4 Replies Latest reply on Jan 5, 2011 6:00 PM by omion

    mad24 - why no runtime difference?

    FrodoTheGiant

      Hello AMD

       

      I have replaced all a*b+c integer calculations with mad24 in my code (and I have quite a few of those!). Unfortunately I see no runtime difference at all.

      Questions:

      1) Does your OpenCL compiler automatically replace all a*b+c with mad24 ?

      2) Does your OpenCL implementation support mad24 - or does the compiled code silently replace all mad24 with a*b+c ?

        • mad24 - why no runtime difference?
          MicahVillmow
          This optimization occurs based on the hardware support for the mad24 operation. Not all hardware supports both signed and unsigned version. Also, if your program is not bound by ALU, you might not see any performance gain.
            • mad24 - why no runtime difference?
              FrodoTheGiant

              Thanks for your reply Micah.

               

              The code runs on a HD6970. Yes, it is memory bound - but since I have lots of those a*b+c I thought I might see at least *some* difference. No?

              • mad24 - why no runtime difference?
                omion
                This is not directly related since you have a 6970, but it should be noted anyway.
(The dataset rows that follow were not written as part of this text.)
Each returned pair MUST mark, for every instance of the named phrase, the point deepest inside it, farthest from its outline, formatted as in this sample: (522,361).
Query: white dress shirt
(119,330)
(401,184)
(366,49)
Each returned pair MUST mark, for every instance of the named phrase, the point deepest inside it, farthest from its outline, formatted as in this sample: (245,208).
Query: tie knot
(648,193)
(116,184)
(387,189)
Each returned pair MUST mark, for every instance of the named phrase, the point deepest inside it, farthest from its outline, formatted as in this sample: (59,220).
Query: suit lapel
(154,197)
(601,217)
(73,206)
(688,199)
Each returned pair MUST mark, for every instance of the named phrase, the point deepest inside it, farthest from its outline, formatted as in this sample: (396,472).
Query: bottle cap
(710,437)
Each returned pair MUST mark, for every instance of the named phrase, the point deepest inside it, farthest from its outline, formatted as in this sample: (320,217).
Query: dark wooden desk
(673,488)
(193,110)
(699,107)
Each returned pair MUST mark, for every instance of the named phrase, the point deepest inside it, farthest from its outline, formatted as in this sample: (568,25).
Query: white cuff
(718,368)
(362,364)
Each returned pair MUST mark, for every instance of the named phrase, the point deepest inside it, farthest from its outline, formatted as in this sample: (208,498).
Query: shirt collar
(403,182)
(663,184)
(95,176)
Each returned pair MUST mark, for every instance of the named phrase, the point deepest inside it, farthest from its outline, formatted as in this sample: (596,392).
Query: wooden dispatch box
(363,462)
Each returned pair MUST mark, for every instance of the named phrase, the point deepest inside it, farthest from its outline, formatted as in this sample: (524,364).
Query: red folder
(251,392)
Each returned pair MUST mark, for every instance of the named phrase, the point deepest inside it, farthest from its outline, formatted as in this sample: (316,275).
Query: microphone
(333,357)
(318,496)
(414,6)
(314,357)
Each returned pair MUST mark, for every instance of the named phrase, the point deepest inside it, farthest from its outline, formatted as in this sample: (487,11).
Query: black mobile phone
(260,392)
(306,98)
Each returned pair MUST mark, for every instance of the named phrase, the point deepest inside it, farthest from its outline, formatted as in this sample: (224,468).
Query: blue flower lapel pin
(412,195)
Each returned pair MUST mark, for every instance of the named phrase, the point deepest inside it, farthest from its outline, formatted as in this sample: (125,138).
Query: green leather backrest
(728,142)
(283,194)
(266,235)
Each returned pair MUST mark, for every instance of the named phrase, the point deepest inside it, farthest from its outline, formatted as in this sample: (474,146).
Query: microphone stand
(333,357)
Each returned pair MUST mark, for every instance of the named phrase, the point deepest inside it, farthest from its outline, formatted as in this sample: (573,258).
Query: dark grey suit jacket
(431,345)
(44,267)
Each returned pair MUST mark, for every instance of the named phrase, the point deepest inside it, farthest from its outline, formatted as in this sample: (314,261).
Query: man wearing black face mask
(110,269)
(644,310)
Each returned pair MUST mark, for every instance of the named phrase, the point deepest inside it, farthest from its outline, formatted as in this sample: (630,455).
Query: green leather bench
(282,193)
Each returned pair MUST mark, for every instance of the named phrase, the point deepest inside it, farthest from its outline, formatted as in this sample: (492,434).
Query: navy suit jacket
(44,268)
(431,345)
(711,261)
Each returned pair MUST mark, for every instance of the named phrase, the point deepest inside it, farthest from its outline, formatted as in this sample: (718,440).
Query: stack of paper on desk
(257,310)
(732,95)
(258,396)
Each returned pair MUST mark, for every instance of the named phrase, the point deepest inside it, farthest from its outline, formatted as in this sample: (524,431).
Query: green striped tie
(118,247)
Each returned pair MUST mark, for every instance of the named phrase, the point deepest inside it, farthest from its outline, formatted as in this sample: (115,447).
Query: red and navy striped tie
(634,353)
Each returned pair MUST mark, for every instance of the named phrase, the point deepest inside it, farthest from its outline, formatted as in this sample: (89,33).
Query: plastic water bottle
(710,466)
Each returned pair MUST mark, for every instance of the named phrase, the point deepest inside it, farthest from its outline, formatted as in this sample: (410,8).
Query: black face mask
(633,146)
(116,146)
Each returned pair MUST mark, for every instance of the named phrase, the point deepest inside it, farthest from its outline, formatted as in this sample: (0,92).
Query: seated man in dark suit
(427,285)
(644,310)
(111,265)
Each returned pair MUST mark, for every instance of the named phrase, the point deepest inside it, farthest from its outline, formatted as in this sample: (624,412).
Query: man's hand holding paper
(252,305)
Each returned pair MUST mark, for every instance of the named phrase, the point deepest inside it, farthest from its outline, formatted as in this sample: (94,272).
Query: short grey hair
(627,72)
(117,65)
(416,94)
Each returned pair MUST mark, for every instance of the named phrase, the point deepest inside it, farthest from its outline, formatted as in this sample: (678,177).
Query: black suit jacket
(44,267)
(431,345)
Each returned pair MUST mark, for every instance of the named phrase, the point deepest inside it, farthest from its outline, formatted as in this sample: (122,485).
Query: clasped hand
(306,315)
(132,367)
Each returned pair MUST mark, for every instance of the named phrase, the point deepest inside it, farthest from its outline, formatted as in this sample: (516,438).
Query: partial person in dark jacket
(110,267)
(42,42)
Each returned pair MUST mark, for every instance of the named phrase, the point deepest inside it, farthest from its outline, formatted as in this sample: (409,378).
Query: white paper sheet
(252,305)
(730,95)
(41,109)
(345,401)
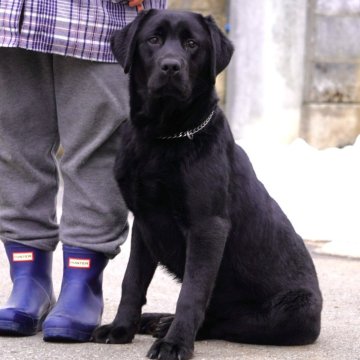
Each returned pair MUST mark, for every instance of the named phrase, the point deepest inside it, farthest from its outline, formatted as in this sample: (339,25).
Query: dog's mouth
(169,87)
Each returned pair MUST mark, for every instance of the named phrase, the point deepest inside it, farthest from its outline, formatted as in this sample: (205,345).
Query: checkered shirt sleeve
(77,28)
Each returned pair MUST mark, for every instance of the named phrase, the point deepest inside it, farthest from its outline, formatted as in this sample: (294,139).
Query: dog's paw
(155,324)
(169,351)
(113,334)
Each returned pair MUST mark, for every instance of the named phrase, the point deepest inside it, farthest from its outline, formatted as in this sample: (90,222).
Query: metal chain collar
(190,133)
                On the 5800 series, signed mul24(a,b) is turned into (((a<<8)>>8)*((b<<8)>>8)). This makes it noticeably SLOWER than simply using a*b. Unsigned mul24(a,b) uses a native function. mad24 is similar. I made some kernels which just looped the same operation over and over:

                signed a * b: 0.9736s
                unsigned mul24(a,b): 0.9734s
                signed mul24(a,b): 2.2771s

                To AMD:
                I don't think mul24 should EVER be slower than 32-bit multiplication. The OpenCL spec says that if the inputs are don't fit into a 24-bit number the answer is implementation-defined. Doing all those bit-shifts will only affect the inputs if they are in the "implementation-defined" range, where the answer can't be relied on anyway. If the inputs already fit into a 24-bit number the shifts will not affect the result and therefore simply waste time.
              • mad24 - why no runtime difference?
                MicahVillmow
                If your code is memory bound, then your ALU is basically free.